Ans for Q3: Thank you for your comment. The mACE metric evaluates the error between the estimated and ground truth corner displacements in homography estimation tasks. Therefore, it is only applicable to stitching methods based on homography transformations.

However, many stitching methods—especially traditional, non-deep-learning approaches—do not rely on projective transformations as their warping models. This includes the comparison methods used in our manuscript, such as LPC, APAP, and UDIS2, all of which cannot be evaluated using the mACE metric.

For this reason, we did not use mACE in our comparative experiments. Instead, we relied on PSNR and SSIM, which are applicable to all stitching methods, as the evaluation metrics to compare the performance of the proposed approach.

Ans for Q4: Thank you for your valuable question. The Table presents the average training time in each epoch of our proposed method compared with other learning-based image stitching networks included in the manuscript. For a fair comparison, all methods were trained on the same device (NVIDIA RTX 4090 GPU) with a unified batch size of 8. Since our framework additionally includes a restoration subtask, the overall training time is longer than that of existing stitching networks. Specifically, our main network was trained for 160 epochs, taking approximately 66 hours in total, which is longer than the compared methods. In future work, we plan to improve training efficiency while maintaining performance.

Method	VFIS	UDIS	UDIS2	Ours
time (h)	0.377	0.396	0.343	0.416

Ans for L1: Thank you for your insightful comment. The proposed network requires deformation parameters of a fixed size as output. To this end, the input images are resized to 128×128 during training. However, the predicted deformation parameters can be upsampled to match the resolution of the original image, enabling accurate warping at the full scale. This strategy is consistent with common practices in representative learning-based image stitching and optical flow estimation methods. Therefore, our approach is capable of handling image stitching tasks across varying input resolutions.

2025-08-04

Thank you for your detailed response. I believe there may have been a misunderstanding regarding Q1, so I would like to rephrase my questions for clarification:

To generate the training dataset, a ground truth is necessary. Could you please explain the distribution from which the ground truth displacement, u_gt, is sampled?
I am also curious about the rationale for setting σ_gt to 2.

2025-08-05

Thank you for your response. I sincerely apologize for not fully understanding your question earlier. I will now provide a more detailed reply under this comment.
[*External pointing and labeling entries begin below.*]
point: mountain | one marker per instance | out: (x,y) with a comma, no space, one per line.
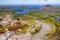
(51,8)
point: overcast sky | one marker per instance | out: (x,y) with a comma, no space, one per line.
(29,2)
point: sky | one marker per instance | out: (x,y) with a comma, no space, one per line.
(10,2)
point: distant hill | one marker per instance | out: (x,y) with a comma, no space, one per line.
(51,8)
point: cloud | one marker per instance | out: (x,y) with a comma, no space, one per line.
(29,2)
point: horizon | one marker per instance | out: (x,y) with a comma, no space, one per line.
(29,2)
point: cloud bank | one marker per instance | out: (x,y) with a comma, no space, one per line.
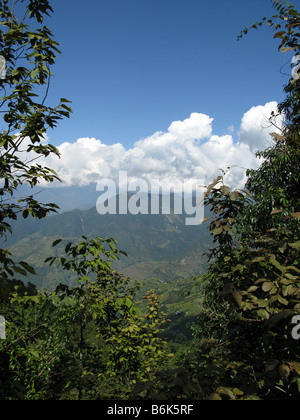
(187,150)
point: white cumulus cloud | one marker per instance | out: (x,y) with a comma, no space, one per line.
(187,150)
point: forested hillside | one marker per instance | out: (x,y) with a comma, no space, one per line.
(96,334)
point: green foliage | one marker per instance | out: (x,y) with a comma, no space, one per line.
(92,341)
(252,287)
(29,55)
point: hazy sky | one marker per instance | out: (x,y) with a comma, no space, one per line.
(162,87)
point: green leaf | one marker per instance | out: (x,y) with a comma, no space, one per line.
(267,286)
(28,267)
(263,314)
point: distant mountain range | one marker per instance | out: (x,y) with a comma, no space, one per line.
(158,246)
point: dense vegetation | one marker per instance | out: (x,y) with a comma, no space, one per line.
(103,338)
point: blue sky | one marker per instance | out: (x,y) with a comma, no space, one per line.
(163,89)
(131,67)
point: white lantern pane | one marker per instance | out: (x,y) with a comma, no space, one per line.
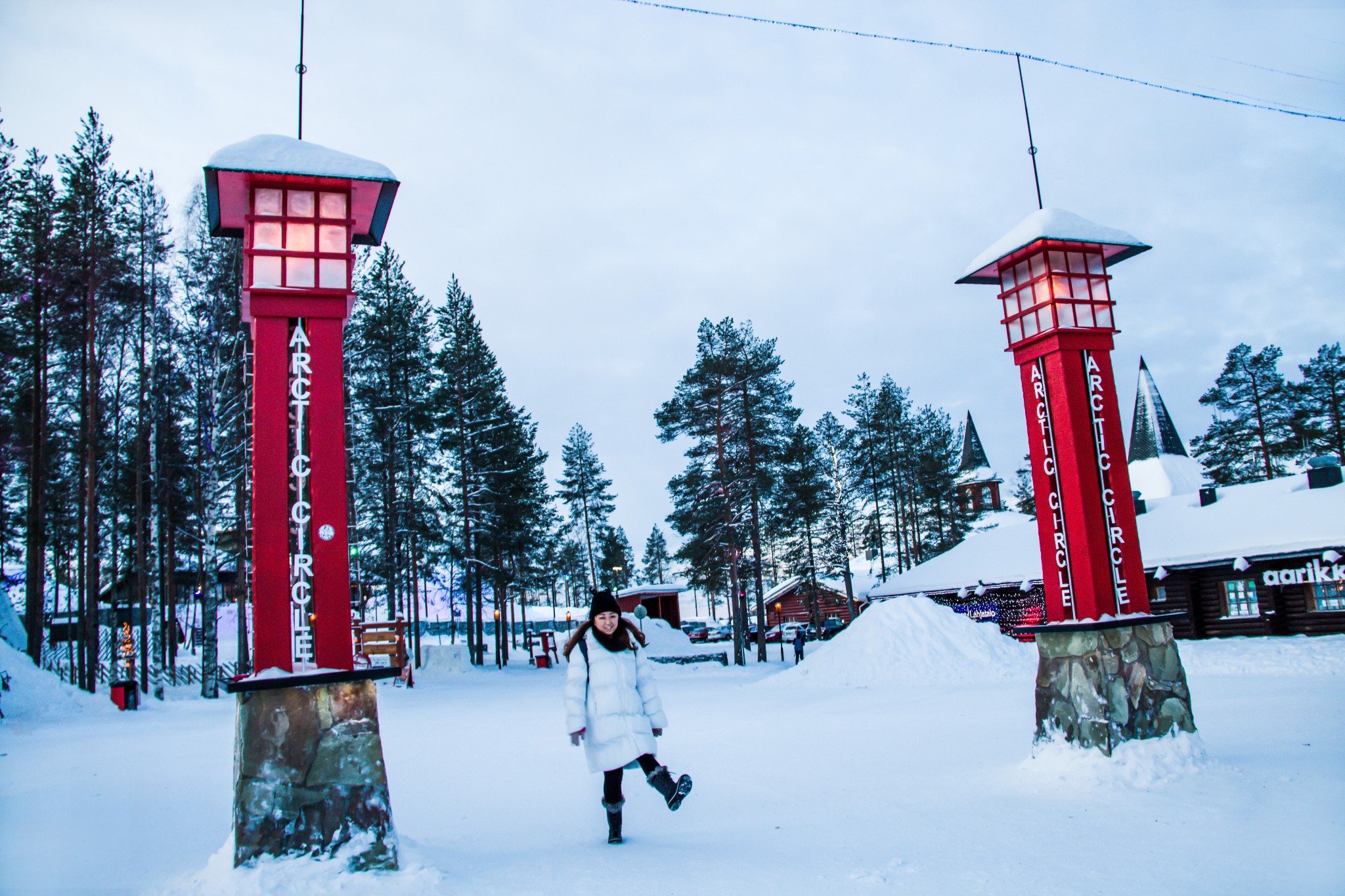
(267,202)
(331,238)
(299,273)
(332,206)
(299,238)
(300,203)
(267,236)
(265,270)
(331,273)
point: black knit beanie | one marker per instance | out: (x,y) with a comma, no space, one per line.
(603,602)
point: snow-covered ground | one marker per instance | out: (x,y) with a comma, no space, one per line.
(921,782)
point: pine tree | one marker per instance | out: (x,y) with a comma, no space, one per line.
(1255,436)
(654,566)
(1321,402)
(585,492)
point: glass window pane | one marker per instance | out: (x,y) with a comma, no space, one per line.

Answer for the question about “the distribution of the ground truth displacement $\mu_{GT}$ ”:

$\mu_{GT}$ is not sampled: it represents the ground-truth displacement between the reference image and the target image. Next, we provide a detailed explanation of the construction process of the training dataset to better clarify the definition of the $\mu_{GT}$ .

Our training dataset is synthesized based on existing image restoration datasets. Taking the low-light scenario as an example, we construct the training pairs using the LSRW dataset[1], which contains aligned image pairs captured under the same viewpoint: a clean image $I^{cle}$ and its degraded counterpart under low-light degraded conditions $I^{deg}$ . To create our stitching dataset from LSRW, we first randomly crop a $128\times128$ image patch from both $I^{cle}$ and $I^{deg}$ at the same position, which we refer to as the reference patch I_{ref}^{cle}, I_{ref}^{deg} , and save the coordinates of it's four corner as $loc_1$ . Next, we apply a uniform random translation to these four corners within half the patch size and store the new coordinates as $loc_2$ . Subsequently, each of the four corners in $loc_2$ is randomly perturbed again within one-quarter of the patch size to obtain a new irregular quadrilateral, whose coordinates are recorded as $loc_3$ . We then warp this quadrilateral into a regular 128×128 rectangular patch, resulting in the target patch I_{tar}^{cle}, I_{tar}^{deg} . The difference between $loc_3$ and $loc_2$ is defined as the ground-truth displacement $\mu_{GT}$ , which is used for supervision during training. Therefore, in our settings, the $\mu_{GT}$ is sampled in the range -96,96 on both the $x$ and $y$ axes.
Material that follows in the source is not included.